Świetny, szybki, ANGIELSKI. Dawno nie oglądałem filmu, który by mi tak szybko zleciał.
Zgadzam się z przed mówcą film jest bardzo fajny. Dobry do obejrzenia w deszczowe popołudnie. Jason Statham udowadnia, że poza kopiowaniem swojej kreacji z Transportera w kolejnych filmach, jest jeszcze zdolny do innych kreacji aktorskich. --- Edited 2008-12-30 ---
- dopiero teraz... Co tu duzo mowic - film wciaga, historia fajna i Statham jako glowny bohater. Jesli dodac ze podobno na faktach, to solidne
Well. Polecam. Fajnie to wszystko poskladane, fajny klimat Londynu lat 70. Kilka scen mnie rozmontowało (np. rozmowa burdel mamy z klientem po rabunku). Całośc się nie dłuży, podane w obsadzie prosto z Snatcha albo złożonej z innych, równie dobrych aktorów. Jedyne co to drażnił wątek miłosny - nuda i sztampa. W ogóle lubię historie z happyendem.

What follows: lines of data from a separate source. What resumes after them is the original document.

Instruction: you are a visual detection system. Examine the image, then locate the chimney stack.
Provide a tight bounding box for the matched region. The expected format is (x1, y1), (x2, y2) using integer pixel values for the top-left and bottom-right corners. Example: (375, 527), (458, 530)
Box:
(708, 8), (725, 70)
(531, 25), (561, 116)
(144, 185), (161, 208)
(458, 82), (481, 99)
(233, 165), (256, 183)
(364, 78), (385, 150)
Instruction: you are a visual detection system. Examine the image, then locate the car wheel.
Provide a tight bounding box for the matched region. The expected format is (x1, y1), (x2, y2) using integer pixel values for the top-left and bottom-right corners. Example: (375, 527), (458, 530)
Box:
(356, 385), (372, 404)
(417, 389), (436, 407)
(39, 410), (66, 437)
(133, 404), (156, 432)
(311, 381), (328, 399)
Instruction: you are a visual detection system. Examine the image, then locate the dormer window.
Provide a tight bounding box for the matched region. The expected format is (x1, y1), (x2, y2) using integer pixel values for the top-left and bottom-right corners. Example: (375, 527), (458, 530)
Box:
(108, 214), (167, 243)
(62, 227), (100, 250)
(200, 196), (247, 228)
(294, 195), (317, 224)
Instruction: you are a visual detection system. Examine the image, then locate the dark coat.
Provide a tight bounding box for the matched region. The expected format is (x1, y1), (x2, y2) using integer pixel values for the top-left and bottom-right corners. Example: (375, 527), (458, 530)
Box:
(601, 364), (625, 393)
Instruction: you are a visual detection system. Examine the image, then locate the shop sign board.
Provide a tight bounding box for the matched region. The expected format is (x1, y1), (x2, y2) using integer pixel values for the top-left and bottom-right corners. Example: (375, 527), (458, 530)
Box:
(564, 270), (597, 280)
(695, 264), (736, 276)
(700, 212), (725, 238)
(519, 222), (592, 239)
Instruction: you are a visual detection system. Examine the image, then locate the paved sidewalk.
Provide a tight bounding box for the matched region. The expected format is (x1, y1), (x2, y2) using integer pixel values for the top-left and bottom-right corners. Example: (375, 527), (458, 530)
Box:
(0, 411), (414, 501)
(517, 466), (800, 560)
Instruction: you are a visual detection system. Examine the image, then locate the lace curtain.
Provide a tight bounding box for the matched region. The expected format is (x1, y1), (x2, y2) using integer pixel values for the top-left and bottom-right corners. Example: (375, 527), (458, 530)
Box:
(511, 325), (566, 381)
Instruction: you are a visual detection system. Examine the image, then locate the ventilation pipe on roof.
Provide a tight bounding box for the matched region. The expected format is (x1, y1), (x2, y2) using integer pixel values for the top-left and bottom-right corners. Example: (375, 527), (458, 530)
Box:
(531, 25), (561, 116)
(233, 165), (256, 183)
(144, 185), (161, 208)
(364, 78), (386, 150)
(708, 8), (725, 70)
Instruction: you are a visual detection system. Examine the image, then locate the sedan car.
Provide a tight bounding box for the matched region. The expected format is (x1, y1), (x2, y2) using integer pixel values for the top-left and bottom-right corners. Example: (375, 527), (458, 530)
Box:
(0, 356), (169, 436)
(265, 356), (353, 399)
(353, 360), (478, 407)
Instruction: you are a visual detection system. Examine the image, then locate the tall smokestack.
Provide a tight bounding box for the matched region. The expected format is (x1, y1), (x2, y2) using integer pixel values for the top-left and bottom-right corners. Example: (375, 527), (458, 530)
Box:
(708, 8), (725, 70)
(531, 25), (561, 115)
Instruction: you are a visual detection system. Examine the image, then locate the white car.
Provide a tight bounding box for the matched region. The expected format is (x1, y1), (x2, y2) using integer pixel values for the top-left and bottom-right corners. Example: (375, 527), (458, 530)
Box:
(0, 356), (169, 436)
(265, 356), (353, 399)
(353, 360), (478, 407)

Zaczyna się jak komedia łotrzykowska o nieco nieudacznych bandytach robiących skok życia ale potem robi się z tego całkiem na poważnie thriller. Swietnie (tzn. tak myślę, że świetnie, bo co niby mogę o tym wiedzieć?) pokazany klimat lat 70-ych, sporo gołych cycków (we współczesnym kinie jest za dużo krwi a za mało cycków) i fajna, charakterystyczna obsada. Statham przypomina, że jest aktorem a Saffron Burrows robi co do niej należy czyli ślicznie wygląda. Całość trzyma w napięciu, nie ma tu ani sekundy dłużyzny. Polski tytuł można odnieść podwójnie - do pokazanego włamania jak i samego filmu. Bo to taka klasyczna angielska filmowa robota.
- Świetne, brytyjskie kino akcji. Czuć na każdym kroku większe podobieństwo do Przekrętu czy Rocknrolli niż amerykańskich produkcji. Oczywiście nie ma tu aż takiego zakręcenia scenariusza jak w przypadku Guya Richiego. Niemniej - zdecydowanie warto obejrzeć.